• Russell Schwartz, Carnegie Mellon University, United States

• Phillip Compeau, Carnegie Mellon University, United States

In a flipped classroom, students complete modules on their own that would traditionally be reserved for lectures outside of scheduled class time, therefore allowing for this time to be devoted to reinforcing student knowledge. Yet although the flipped classroom offers a compelling approach for fostering a constructivist, student-centric learning environment, research on the efficacy of flipped classes has been mixed. For that matter, is it even possible to successfully flip a classroom in an advanced, heavily specialized course? Over the past several years, I have implemented a flipped version of a “Fundamentals of Bioinformatics” course, along with the online materials that it leverages. In this talk, I will discuss some of the successes and pitfalls that I have encountered along the way.

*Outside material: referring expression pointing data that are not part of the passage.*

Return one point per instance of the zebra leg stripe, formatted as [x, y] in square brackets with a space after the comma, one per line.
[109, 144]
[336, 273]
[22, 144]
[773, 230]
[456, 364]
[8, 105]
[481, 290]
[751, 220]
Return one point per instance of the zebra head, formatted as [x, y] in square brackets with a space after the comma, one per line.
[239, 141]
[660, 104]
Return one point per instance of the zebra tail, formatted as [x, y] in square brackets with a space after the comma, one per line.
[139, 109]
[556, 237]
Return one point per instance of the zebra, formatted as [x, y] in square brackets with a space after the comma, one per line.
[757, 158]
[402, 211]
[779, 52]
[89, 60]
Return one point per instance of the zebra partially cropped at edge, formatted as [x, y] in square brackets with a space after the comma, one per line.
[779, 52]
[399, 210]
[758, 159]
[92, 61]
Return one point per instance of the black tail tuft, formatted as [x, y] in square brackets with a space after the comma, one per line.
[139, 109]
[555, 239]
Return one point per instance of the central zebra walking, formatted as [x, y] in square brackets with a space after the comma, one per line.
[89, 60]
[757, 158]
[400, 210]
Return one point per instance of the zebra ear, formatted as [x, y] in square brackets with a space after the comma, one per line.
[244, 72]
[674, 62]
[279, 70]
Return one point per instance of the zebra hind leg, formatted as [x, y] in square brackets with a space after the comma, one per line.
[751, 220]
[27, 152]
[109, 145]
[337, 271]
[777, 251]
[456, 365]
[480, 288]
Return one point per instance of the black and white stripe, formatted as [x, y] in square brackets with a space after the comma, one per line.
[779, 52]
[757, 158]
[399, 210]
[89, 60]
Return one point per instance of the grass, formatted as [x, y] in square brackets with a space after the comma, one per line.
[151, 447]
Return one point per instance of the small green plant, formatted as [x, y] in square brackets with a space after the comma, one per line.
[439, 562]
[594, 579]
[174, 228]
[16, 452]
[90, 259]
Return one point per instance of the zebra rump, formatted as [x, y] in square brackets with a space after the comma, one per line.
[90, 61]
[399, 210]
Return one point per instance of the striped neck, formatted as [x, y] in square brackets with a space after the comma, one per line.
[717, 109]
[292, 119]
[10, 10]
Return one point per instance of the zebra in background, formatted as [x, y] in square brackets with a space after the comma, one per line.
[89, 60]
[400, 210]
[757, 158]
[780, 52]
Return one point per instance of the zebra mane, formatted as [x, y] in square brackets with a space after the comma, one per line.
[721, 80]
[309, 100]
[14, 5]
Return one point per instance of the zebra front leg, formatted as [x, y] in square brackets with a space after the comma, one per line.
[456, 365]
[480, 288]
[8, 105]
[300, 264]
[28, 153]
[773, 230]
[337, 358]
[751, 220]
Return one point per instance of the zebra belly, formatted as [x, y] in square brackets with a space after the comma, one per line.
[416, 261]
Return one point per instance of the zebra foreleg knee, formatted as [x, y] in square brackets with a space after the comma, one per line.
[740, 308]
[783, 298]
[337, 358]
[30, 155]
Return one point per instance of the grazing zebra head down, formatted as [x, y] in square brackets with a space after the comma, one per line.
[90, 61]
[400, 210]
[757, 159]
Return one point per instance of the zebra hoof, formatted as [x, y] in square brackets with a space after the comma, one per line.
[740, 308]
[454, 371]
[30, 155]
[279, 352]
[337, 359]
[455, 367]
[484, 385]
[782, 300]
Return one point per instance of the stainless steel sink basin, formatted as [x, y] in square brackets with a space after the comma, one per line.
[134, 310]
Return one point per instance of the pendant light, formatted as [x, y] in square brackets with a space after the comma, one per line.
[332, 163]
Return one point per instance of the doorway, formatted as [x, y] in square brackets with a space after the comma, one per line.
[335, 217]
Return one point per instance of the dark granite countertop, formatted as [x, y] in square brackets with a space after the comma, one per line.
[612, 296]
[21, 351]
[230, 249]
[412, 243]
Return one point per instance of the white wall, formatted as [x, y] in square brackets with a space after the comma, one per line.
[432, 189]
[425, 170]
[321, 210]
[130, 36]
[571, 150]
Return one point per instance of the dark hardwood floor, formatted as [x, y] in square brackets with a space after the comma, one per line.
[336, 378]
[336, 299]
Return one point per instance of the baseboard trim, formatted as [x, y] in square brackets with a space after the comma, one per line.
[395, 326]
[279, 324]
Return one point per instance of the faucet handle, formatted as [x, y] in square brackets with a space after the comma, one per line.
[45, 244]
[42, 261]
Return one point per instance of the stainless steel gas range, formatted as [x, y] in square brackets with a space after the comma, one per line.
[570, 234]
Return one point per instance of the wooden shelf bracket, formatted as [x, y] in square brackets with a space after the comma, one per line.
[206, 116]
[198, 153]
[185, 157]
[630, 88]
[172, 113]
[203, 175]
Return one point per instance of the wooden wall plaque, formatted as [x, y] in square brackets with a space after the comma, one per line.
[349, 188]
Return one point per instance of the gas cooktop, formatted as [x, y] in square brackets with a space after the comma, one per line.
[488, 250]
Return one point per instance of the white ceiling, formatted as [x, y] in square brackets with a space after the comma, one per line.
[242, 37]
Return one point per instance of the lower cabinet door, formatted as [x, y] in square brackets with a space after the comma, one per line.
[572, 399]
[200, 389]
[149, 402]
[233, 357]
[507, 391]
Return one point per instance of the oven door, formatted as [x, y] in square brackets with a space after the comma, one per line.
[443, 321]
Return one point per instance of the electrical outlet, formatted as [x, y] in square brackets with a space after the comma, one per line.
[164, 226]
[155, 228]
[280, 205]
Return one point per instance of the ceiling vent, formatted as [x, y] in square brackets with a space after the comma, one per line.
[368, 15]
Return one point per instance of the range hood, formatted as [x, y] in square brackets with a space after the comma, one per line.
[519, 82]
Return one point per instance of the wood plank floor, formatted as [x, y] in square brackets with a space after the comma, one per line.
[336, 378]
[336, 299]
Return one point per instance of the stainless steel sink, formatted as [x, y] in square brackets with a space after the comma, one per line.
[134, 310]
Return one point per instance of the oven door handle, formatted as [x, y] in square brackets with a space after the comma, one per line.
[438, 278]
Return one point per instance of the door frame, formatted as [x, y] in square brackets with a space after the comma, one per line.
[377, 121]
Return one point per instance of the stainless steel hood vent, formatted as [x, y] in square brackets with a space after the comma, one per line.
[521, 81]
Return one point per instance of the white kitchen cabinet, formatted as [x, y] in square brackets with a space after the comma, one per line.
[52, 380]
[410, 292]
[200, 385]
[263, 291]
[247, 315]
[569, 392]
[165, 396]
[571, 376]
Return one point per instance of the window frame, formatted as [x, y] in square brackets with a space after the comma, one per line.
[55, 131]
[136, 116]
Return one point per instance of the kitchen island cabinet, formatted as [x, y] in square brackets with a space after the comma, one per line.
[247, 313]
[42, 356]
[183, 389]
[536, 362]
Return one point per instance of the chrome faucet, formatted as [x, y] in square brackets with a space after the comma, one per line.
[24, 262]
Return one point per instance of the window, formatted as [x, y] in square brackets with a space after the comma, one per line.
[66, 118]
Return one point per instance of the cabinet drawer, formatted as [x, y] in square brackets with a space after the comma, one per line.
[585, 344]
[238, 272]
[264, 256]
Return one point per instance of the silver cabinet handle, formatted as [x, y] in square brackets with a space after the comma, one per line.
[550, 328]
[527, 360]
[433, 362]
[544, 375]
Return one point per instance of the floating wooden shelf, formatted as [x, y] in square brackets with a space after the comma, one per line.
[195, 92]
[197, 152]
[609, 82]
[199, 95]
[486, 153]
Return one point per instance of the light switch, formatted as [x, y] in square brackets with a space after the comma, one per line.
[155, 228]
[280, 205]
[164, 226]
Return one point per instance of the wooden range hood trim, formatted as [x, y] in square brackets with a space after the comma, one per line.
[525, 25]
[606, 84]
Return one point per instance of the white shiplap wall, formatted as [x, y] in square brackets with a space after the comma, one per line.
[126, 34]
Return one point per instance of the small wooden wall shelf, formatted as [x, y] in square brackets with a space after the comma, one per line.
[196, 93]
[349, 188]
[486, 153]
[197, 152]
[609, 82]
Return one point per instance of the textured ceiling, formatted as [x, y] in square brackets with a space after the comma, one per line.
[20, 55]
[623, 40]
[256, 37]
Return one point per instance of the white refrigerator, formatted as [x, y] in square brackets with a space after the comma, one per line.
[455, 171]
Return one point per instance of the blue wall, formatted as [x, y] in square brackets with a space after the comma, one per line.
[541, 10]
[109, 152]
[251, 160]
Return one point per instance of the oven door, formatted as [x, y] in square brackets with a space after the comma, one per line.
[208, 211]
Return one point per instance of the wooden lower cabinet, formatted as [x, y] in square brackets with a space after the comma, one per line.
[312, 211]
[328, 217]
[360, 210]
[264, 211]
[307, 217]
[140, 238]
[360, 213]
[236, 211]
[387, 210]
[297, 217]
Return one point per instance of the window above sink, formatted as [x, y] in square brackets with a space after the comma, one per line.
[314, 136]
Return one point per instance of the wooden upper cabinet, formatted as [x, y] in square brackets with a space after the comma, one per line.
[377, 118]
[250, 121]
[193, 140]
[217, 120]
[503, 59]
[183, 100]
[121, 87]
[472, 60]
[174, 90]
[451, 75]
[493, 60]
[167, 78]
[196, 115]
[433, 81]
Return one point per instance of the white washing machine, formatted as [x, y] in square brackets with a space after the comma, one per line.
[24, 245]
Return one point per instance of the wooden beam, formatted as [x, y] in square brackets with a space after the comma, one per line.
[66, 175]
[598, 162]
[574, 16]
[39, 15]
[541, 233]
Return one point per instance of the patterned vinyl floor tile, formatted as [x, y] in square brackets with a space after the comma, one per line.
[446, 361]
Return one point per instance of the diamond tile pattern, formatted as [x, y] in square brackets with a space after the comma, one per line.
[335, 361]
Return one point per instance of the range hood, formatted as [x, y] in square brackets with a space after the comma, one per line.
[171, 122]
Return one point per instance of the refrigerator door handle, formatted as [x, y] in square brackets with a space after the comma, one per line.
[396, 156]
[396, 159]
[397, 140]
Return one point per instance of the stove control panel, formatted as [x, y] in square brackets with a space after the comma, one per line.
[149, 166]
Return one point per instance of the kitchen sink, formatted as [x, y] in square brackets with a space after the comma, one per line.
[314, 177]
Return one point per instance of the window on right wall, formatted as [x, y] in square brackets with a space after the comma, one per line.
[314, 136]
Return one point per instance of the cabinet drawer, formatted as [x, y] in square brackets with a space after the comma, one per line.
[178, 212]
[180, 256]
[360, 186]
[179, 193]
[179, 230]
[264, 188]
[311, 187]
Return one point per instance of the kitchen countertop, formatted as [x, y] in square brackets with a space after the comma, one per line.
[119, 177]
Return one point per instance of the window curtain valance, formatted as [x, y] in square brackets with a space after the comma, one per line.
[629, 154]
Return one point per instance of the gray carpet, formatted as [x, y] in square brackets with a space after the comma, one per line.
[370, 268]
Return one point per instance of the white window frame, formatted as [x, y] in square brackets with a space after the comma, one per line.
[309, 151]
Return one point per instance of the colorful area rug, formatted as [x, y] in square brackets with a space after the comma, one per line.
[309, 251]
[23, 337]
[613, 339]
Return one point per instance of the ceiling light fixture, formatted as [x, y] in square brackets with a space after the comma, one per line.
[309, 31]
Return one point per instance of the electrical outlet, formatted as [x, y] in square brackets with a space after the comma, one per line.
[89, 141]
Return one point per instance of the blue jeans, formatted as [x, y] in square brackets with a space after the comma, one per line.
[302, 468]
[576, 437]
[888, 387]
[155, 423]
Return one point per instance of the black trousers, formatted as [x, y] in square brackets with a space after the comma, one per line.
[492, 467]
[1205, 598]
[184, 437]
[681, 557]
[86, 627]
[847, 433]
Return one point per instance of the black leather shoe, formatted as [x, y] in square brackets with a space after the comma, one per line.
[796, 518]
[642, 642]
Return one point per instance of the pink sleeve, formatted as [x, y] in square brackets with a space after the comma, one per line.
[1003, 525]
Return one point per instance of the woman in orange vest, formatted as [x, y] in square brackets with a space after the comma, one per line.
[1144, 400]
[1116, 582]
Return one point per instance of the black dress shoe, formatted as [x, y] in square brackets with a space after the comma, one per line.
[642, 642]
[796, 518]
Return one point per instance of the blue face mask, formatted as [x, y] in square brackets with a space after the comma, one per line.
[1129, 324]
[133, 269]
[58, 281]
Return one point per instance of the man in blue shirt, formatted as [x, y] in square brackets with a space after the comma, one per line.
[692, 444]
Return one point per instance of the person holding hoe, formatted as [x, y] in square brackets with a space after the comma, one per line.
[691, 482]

• Tomas Helikar, University of Nebraska-Lincoln, United States
• Joseph Dauer, University of Nebraska - Lincoln, United States

Biological processes at almost every scale of biological organization are governed by complex, non-linear networks. Mathematical modeling and computer simulations have emerged as integral to life sciences research to understand these biological processes. Given the shift in life science research it is important for biology education to evolve in order to equip our students with skills to reason conceptually, mechanistically, and quantitatively, and to answer emerging life science questions. To address these challenges, we developed a new approach that enables students to learn through building, simulating, and investigating computational models of processes embedded in biological systems. This method is facilitated through an easy-to-use software, Cell Collective Learn (http://learn.cellcollective.org), that makes computational modeling accessible to any student and instructor (i.e., no prior computational modeling experience is necessary). We have developed and deployed lessons to cover a number of biological processes such as cell respiration, gene regulation, cell cycle, photosynthesis, glucose homeostasis, etc. This approach has been used at several levels, including large introductory courses, upper-level undergraduate, and graduate courses, as well as high school. The setting of its utility is also flexible; the modeling activities can be used in-class, assigned as homework, as well as deployed as extensive lab investigations.

• William Pearson, U. of Virginia, United States

The BLAST similarity searching programs are one of the most widely used, highly cited, and widely taught, software packages in Bioinformatics. If high school students, undergraduates, or graduate students, have any exposure to bioinformatics methods, they probably ran BLAST. But BLAST is not only a powerful tool for identifying related proteins and DNA sequences, it can also be used to illustrate fundamental concepts in biology, statistics, and computer science. We can expand the role of BLAST in Bioinformatics by shifting away from the traditional presentation of a BLAST "how-to" manual towards a more critical understanding of how BLAST works, and how its strengths and weaknesses can be used to illustrate evolutionary, statistical, and computational principles. BLAST is more than "Google for sequences." BLAST works both because related biological sequences share an evolutionary history, and because unrelated biological sequences do not share a history, and because alignments between unrelated sequences are very accurately modeled by the statistics of random strings of residues. Exploring the tension between significant and non-significant similarity, and closer and more distant homologs, can lead to a much deeper understanding of the relationships between biological phenomena with interrelated evolutionary histories and statistical approaches that assume independence.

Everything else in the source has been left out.